BeginOperator CLOVER
  CSW = 1.76
  kappa = 0.15
  SolverPrecision = 1e-14
  MaxSolverIterations = 1000
  solver = mg
  UseEvenOdd = yes
  useexternalinverter = quda
  usesloppyprecision = single  
EndOperator

BeginMeasurement CORRELATORS
  MaxSolverIterations = 1000
  Frequency = 1
EndMeasurement
kostrzewa commented 2 years ago

Note that operator CLOVER with 2kappamu = 0.0 implies QUDA_TWIST_NO for the QUDA operator.

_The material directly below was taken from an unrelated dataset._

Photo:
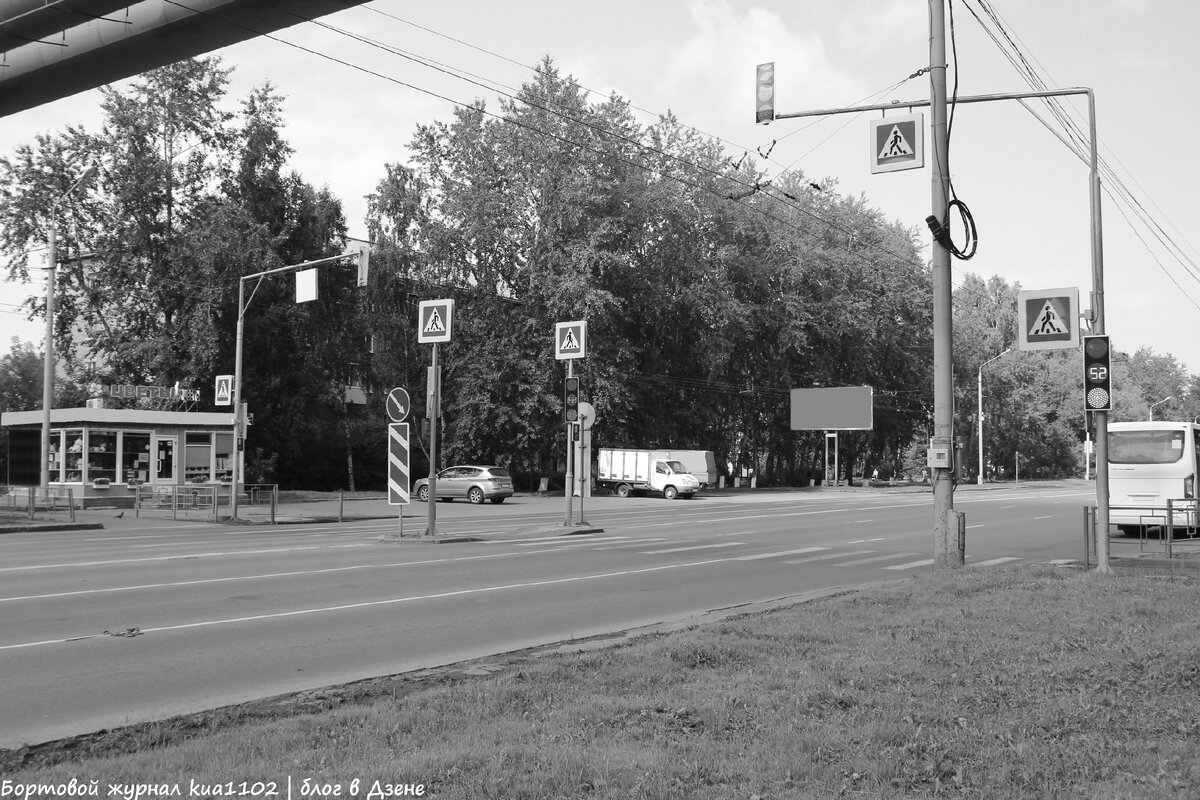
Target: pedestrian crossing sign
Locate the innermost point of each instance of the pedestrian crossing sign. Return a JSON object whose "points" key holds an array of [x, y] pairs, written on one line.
{"points": [[1048, 319], [435, 322], [222, 391], [898, 143], [570, 340]]}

Marcogarofalo commented 2 years ago

with QUDA_TWIST_NO quda is complaining

MG level 0 (GPU): ERROR: twist flavors do not match: 1 0 (rank 0, host lnode15.cluster.hiskp, color_spinor_field.cpp:707 in checkField())
MG level 0 (GPU):        last kernel called was (name=N4quda15CopyColorSpinorILi4ELi3ENS_11colorspinor11FloatNOrderIfLi4ELi3ELi4ELb0ELb0EEENS2_IdLi4ELi3ELi2ELb0ELb0EEESt5tupleIJRNS_16ColorSpinorFieldERKS6_19QudaFieldLocation_sPfPKdEEEE,volume=4x8x8x8,aux=GPU-offline,vol=2048,precision=8,order=2,Ns=4,Nc=3vol=2048,precision=4,order=4,Ns=4,Nc=3,PreserveBasis)

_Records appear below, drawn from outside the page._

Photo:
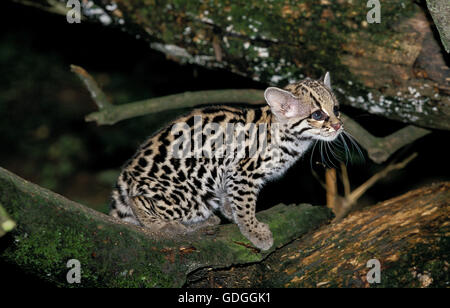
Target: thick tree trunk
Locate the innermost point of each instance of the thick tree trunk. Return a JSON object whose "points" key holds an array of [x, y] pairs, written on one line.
{"points": [[409, 235]]}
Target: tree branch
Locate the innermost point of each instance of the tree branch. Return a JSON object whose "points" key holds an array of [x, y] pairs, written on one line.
{"points": [[52, 230], [348, 202], [378, 149], [6, 223]]}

instead with QUDA_TWIST_SINGLET is working fine and the online measurements are the same of the host version.

Probably QUDA is complaining because it is using an old MG setup with mu>0

kostrzewa commented 2 years ago

with QUDA_TWIST_NO quda is complaining Probably QUDA is complaining because it is using an old MG setup with mu>0

okay, but then we need to separate the cases:

1) pure Wilson clover HMC with Wilson clover online measurements 2) twisted mass clover HMC with twisted mass clover measurements

Any other combination does not make sense, although it is possible from the point of view of parameters.

Ideally, the MG setup would be forced to be reset when the operator type changes between HMC and online measurement (i.e., when we're running twisted clover HMC and perform a Wilson clover measurement or vice versa).

What I observed, however, is that twisted clover HMC + twisted clover online measurements don't work with the MG, is that correct?

Marcogarofalo commented 2 years ago

What I observed, however, is that twisted clover HMC + twisted clover online measurements don't work with the MG, is that correct?

I did not see any problem with this combination, more specific

BeginOperator CLOVER
  CSW = 1.76
  kappa = 0.15
  2kappamu = 0.0015846837
  SolverPrecision = 1e-14
  MaxSolverIterations = 1000
  solver = mg
  UseEvenOdd = yes
  useexternalinverter = quda
  usesloppyprecision = single
EndOperator

BeginMeasurement CORRELATORS
  MaxSolverIterations = 1000
  Frequency = 1
EndMeasurement

BeginMonomial CLOVERDET
  Timescale = 1
  kappa = 0.15
  2KappaMu = 0.0015846837
  CSW = 1.74
  rho = 0.09353509
  MaxSolverIterations = 1000
  AcceptancePrecision =  1.e-19
  ForcePrecision = 1.e-15
  Name = cloverdetlight
  solver = mg
  useexternalinverter = quda
  usesloppyprecision = single
EndMonomial

BeginMonomial CLOVERDETRATIO
  Timescale = 1
  kappa = 0.15
  2KappaMu = 0.0015846837
  rho = 0.01039279
  rho2 = 0.09353509
  CSW = 1.74
  MaxSolverIterations = 1000
  AcceptancePrecision =  1.e-19
  ForcePrecision = 1.e-16
  Name = cloverdetratio1light
  solver = mg
  useexternalinverter = quda
  usesloppyprecision = single
EndMonomial
kostrzewa commented 2 years ago

I did not see any problem with this combination, more specific

The residual check after the online measurement comes out correctly?

[...]
# Inversion done in N iterations, squared residue = 3.419632e+04!
# Inversion done in X sec. 
# : Time for correlators_measurement X s level: 1 proc_id: 0 /HMC/correlators_measurement
[...]
kostrzewa commented 2 years ago

About your input file: make sure that you have the same value of csw everywhere. I think the setup will always be rebuilt when you don't.